Nel 1976 arriva una svolta nella carriera di Fogli, il 45 giri di "Mondo" diventa un successo e il nome dell'ex bassista dei Pooh comincia finalmente a circolare nei grossi circuiti nazionali. Sempre in quell'anno pubblica il suo secondo LP , intitolato semplicemente "Riccardo Fogli", che include fra le altre una canzone del suo periodo Pooh, la famosa "In Silenzio" che viene rivisitata in una versione particolarissima e rallentata, con una bellissima sezione orchestrale a far di contorno. L'intro ricorda però "Infiniti Noi" dei Pooh, pubblicata nel 1973. Nel disco trovano spazio anche "Mi manca", brano scritto da Umberto Tozzi che verrà incluso sia nell'album dell'artista toscano che in quello del giovane cantautore torinese. Fra le 2 versioni l'unica differenza sarà il testo, leggermente modificato dal paroliere Giancarlo Bigazzi. Con Giancarlo Lucariello che produce i suoi dischi, Riccardo torna in auge e pubblica nel 1977 il singolo "Stella" che diventa una Hit importantissima della sua carriera, anche se non riesce a oscurare il precedente successo di "Mondo". Il Lp di "Il sole, l'aria, la luce, il cielo" esce nel 1977 e segna una tappa importantissima della carriera di Fogli, un disco ben suonato e di classe, forse vagamente datato per il periodo nel quale è uscito, ma che delinea i contorni di interprete raffinato dell'ex ragazzo dell '66. Nel disco sono incluse canzoni come "Anna ti ricordi" , "Il giorno comincia qui" , "Ricordati", "Paola", le ultime 2 vanno a comporre il 45 giri uscito in seguito per promuovere il disco. Gran parte dei brani vengono affidati alla penna della poetessa Carla Vistarini e di vari autori delle musiche. Riccardo scrive i testi di sole 2 canzoni, l'eterea e emozionante "Vendo sogni" e "Dolce straniera".

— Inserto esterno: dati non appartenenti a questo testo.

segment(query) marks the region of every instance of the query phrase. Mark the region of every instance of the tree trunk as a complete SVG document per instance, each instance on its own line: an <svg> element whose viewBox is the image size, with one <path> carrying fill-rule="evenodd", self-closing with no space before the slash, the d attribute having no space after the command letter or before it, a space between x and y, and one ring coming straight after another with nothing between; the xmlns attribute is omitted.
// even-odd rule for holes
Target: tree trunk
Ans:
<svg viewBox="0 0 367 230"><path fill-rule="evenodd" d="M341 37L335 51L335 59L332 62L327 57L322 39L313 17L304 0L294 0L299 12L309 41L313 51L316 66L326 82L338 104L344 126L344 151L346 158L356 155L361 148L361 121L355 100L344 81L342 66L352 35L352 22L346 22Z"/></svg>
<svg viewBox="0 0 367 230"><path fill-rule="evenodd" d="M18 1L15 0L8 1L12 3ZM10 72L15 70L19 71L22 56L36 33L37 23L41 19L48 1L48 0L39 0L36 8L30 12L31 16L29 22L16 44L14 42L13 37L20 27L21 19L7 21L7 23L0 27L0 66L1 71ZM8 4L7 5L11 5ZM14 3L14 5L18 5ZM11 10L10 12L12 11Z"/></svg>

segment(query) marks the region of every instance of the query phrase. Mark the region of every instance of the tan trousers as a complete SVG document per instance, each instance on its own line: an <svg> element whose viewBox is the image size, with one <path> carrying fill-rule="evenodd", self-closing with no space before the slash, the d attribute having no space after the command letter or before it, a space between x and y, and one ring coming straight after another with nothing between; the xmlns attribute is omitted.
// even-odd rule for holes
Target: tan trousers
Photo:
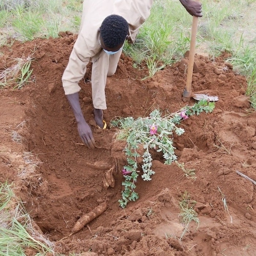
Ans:
<svg viewBox="0 0 256 256"><path fill-rule="evenodd" d="M107 76L113 76L116 71L123 49L116 53L109 55L101 50L98 57L93 60L91 86L93 106L98 109L106 109L107 105L105 87Z"/></svg>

Nel 1978 è tempo di una raccolta, "Io ti porto via", che include 4 inediti tra le quali la titletrack.

Il grande successo arriva nel 1979, con il singolo "Che ne sai", che rimane per moltissimo tempo nelle prime posizioni in classifica, accompagnando il successo dell'omonimo Lp nel quale si trovano anche 2 brani firmati da Roby Facchinetti. Riccardo lascia un'impronta importante di se come interprete raffinato e gentile della canzone italiana, negli anni del cantautorato, del punk, dei giovani ribelli, Fogli si presenta sia nella musica che nell'abbigliamento come un giovane damerino in frak, proprio come nella copertina del disco. Altri singoli importanti sono "Pace", "Non mi lasciare" e "Che amore vuoi che sia". La maggiorparte dei brani è composta da Maurizio Fabrizio, che si occupa anche degli arrangiamenti, e dal paroliere Guido Morra, già autore dei testi delle canzoni di Gianni Togni. Sempre nel 1979, doveva uscire il Lp "Matteo", prodotto da Fogli e Marcello Aitiani, con testi scritti interamente da Riccardo. Il disco viene bloccato però dalla casa discografica perché ritenuto troppo diverso ( si tratta di un concept album di rock progressive nel quale si narra la vita di un uomo ripresa al contrario, dalla morte alla nascita, in pratica un disco al contrario rispetto a quello fatto coi Pooh 10 anni prima, ovvero "Memorie") dal genere che ha portato alla ribalta Fogli, il pubblico ne sarebbe rimasto spiazzato. Il brano "Festa" viene incluso in "Che ne sai".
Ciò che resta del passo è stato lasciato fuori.